My best logical answer to Luke's question was this. As gay people we struggle. Certainly less now than 20 or 40 years ago but the coming out process is never easy. We as gay people always have that weight on our back that eats away at your soul with thoughts like "why am I different" and "am I a bad person" it takes a life time to come to terms with accepting who you are.

Maybe, just maybe, dance/house music makes us feel good and forget our troubles for a few minutes. I know it does when I am on the dance floor. Maybe gay people are drawn to House instead of death metal because we have enough to worry about and we just want to feel happy.

I do have one gay friend who lacks the gay music gene. Michael does not own or get dance music and certainly not remixes. He thinks the regular radio version is just fine. I guess nothing is 100%.
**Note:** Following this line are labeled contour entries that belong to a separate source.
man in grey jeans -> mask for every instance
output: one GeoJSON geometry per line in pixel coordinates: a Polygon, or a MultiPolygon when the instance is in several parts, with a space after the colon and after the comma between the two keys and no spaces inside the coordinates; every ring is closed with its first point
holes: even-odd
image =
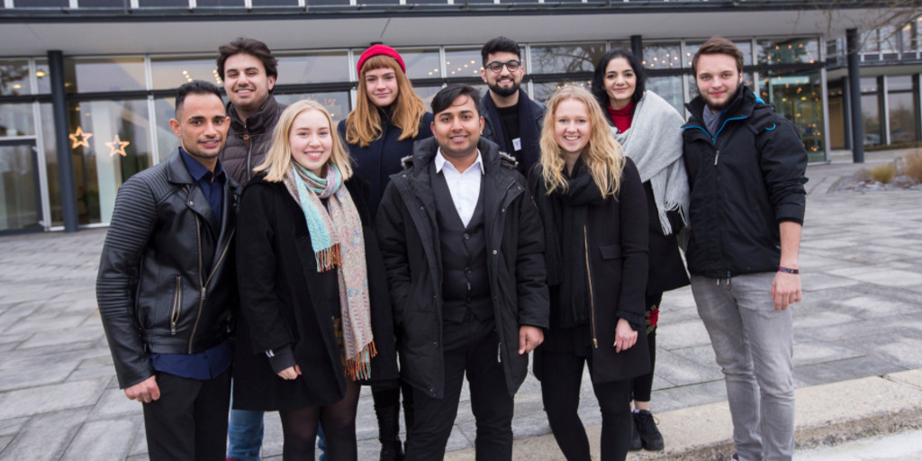
{"type": "Polygon", "coordinates": [[[794,124],[742,83],[743,54],[714,38],[692,59],[682,126],[692,290],[723,370],[741,461],[794,453],[793,322],[807,153],[794,124]]]}

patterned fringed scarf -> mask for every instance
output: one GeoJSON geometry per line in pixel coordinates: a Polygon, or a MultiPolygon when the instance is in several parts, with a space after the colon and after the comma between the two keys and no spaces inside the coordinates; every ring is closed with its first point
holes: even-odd
{"type": "Polygon", "coordinates": [[[326,170],[326,177],[318,178],[292,163],[284,183],[304,211],[317,271],[338,267],[346,374],[353,381],[366,380],[372,376],[372,358],[377,350],[372,335],[361,219],[349,190],[342,186],[339,170],[332,163],[326,170]]]}

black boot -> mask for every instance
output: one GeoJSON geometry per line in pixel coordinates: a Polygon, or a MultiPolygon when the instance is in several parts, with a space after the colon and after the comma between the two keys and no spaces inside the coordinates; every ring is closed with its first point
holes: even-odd
{"type": "MultiPolygon", "coordinates": [[[[377,403],[377,402],[376,402],[377,403]]],[[[400,443],[400,403],[376,405],[378,417],[378,441],[381,442],[381,461],[402,461],[403,445],[400,443]]]]}

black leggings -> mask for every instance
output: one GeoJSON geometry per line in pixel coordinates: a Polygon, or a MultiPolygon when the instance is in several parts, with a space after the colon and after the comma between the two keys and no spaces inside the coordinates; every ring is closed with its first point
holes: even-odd
{"type": "MultiPolygon", "coordinates": [[[[651,306],[659,307],[663,301],[663,293],[646,295],[646,309],[651,306]]],[[[656,367],[656,329],[654,328],[646,336],[646,345],[650,348],[650,372],[637,376],[632,384],[632,394],[633,400],[638,402],[649,402],[650,394],[653,392],[653,371],[656,367]]]]}
{"type": "Polygon", "coordinates": [[[296,461],[313,459],[313,445],[317,437],[317,423],[324,427],[326,437],[326,456],[336,461],[357,461],[355,413],[359,407],[361,386],[347,380],[346,396],[326,407],[282,410],[282,459],[296,461]]]}
{"type": "MultiPolygon", "coordinates": [[[[589,461],[589,438],[579,418],[583,364],[572,352],[542,352],[541,397],[557,444],[568,461],[589,461]]],[[[602,461],[622,461],[631,439],[631,380],[593,384],[602,410],[602,461]]]]}

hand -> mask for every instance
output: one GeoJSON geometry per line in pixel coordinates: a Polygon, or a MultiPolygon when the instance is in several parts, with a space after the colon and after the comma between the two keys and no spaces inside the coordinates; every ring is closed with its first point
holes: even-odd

With the exception of my best boogie friend Lauren and a gaggle of fag hags, straight people really are not moved by dance music the way gay people are. Sure they may know or like a dance song here or there but they do not blast dance music in their car when there is not a dance floor in sight.

Which brings us back to my original answer. There must be a gay music gene or something in the way gay people's brains are wired that makes us gravitate toward positive up beat music.

Of course this does not include Lesbians with their depressing, introspective folk of the likes of the Indigo Girls. But those Lesbians are in a class of their own. Maybe there is a Lesbian music gene that makes you like political folk rock and acoustic guitars?

In the end it all comes down to this quote form the late, great and immortal dance diva Sylvester: "Your ear has to be in your foot to not hear these girls can sing yall."